Fluoxetine hydrochloride, or Prozac, was unleashed on the market in 1987, quickly becoming a extraordinary cash-cow for its maker, Eli Lilly. A stream of Prozac “wannabes” followed, their very names (Zoloft, Paxil, Luvox) suggesting sublime lassitude, or levitation above the turmoil of samsara. Every day there are more antidepressants in the family known as Selective Serotonin Reuptake Inhibitors (or SSRIs), a term coined by SmithKline Beecham, maker of Paxil. SSRIs are designed around serotonin (chemical name, 5HT), a natural chemical found in large concentrations in the gut walls, the walls of blood vessels, and in blood platelets, as well as throughout the brain. Neurons (brain cells) communicate by means of chemical messengers, such as serotonin, which are released into the small gap, or synapse, between neurons. After being released into the synapse, the serotonin must connect with specially designed receptor molecules on the postsynaptic cell to transmit its message. SSRIs are supposed to enhance the amount of available serotonin for a longer duration by inhibiting the reuptake of the chemical by the presynaptic neuron. The hype about SSRIs is that they “target” serotonin neurons cleanly and efficiently, without scattershot effects on other neurotransmitter systems such as norepinephrine or dopamine. Whether this is actually true is another matter.
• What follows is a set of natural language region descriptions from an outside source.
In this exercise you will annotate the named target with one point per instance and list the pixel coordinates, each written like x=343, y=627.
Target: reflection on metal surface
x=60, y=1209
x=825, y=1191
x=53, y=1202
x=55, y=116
There is an old science writer’s axiom that any new medical treatment can be guaranteed to generate two headlines. The first is “Treatment X is a miracle cure”; the second, a year or so later, is “Dangers of X Revealed.” So it is with Prozac and its cousins. With the enormous success of Listening to Prozac, Dr. Kramer became the Pied Piper of the newly minted SSRI, hailing it as “a designed drug, sleek and high-tech,” that “comes from a world even most doctors do not understand.” Because patients do not normally feel “drugged” on SSRIs, he asserted, these nouveau antidepressants could be prescribed for “less ill patients”— patients who do not meet the criteria for major depression but suffer from a kind of chronic melancholia known as dysthymia. It was primarily among such patients—with dysthymia, anhedonia, social maladroitness, and, especially, “extreme rejection sensitivity”—that Kramer observed a phenomenon of fairytale proportions. On 20 milligrams a day of Prozac, some of these people didn’t just emerge from depression but underwent profound metamorphoses. Before Prozac they were self-effacing, timid, inhibited wallflowers and milquetoasts; after Prozac they were the life of the party, the head salesman, the belle of the ball.